Na pewnych zajęciach z dydaktyki dla nauczycieli rzuciłem pytanie: po co uczymy matematyki? Ku mojemu zaskoczeniu, siedzący w pierwszym rzędzie pan powiedział zdziwiony: „jak to, po co? Żeby nauczyć matematyki, tej usługowej nauki dla fizyki!”
Miałem w związku z tym temat do dyskusji na zajęciach. Szkoda miejsca na jej opisywanie. Wszyscy wiedzą, jaka mogła być. Ale jest i druga skrajność: pogląd, że uczymy matematyki, żeby nauczyć myślenia. Spieszę wyjaśnić, że jak najbardziej się z tym zgadzam, tyle, że myślenia uczą i szachy, i brydż, i krzyżówki, i Sudoku, i łamigłówki logiczne, i analiza kazusów prawnych, a być może nawet uważne słuchanie przemówień polityków (być może – bo staram się nie słuchać ).
Wiemy, że matematyka uczy myślenia najlepiej, ale dlaczego tak jest? Tego nie umiem racjonalnie opisać. Może dlatego, że łączy ona nauki humanistyczne ze ścisłymi? Co więcej: jest przecież jedyną humanistyczną nauką ścisłą. Tak jest. Powtórzę: jest jedyną humanistyczną nauką ścisłą. Nikt przecież nie wątpi, że jest nauką ścisłą, a że zajmuje się konstrukcjami naszego, ludzkiego umysłu, jest też głęboko humanistyczna.

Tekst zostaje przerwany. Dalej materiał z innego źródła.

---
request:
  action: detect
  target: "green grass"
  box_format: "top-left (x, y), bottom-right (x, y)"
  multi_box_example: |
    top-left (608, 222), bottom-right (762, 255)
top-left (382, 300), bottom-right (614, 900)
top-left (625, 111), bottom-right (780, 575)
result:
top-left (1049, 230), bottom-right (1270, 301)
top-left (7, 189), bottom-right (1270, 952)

W naturze nie ma linii prostej,
Ludzki to wymysł sztuczny.
Patrząc w skłębione żyworosty,
Chaosu, chaosu się uczmy.
Julian Tuwim, Spostrzeżenie, cytat wg Wybór poezji, PIW, 1961
2. Logika. Życie.
Nie wystarczy mówić do rzeczy. Trzeba mówić do ludzi.
Stanisław Jerzy Lec.
Wejdźmy na chwilę w zagadnienia filozoficzne. To Sokrates mawiał, że może i nie jest mądry, ale jest przyjacielem mądrości (czy właśnie filo-zofem). Większość systemów filozoficznych ma logiczne uzasadnienie. Nawet te wzajemnie sprzeczne. Wydaje się, że to jakiś nonsens i aberracja; czy można logicznie uzasadnić dwie sprzeczne teorie? W matematyce oczywiście nie. Ale filozofia jest nawet i ponad matematyką. Filozofia ma nam porządkować świat, który sam z siebie uporządkowany nie jest. Gdy wprowadzamy się do pustego domu, myślimy, jak go umeblować. Możemy to zrobić na różne style i sposoby. Mieszkam w małym bloku na osiedlu, 24 mieszkania. Sąsiad nade mną wprowadził się wiele lat do identycznego mieszkania, jak moje – a dziś różnią się one tak, że dopiero po chwili można się zorientować, że kiedyś były takie same. Podobnie ze spojrzeniem na świat. Nie ma jednego uniwersalnego, lepszego niż inne… oczywiście są wyjątki, wystarczy przywołać przykład zbrodni systemów totalitarnych (1939 – 45 i 2022). Przykro, ale nie możemy o tym zapominać.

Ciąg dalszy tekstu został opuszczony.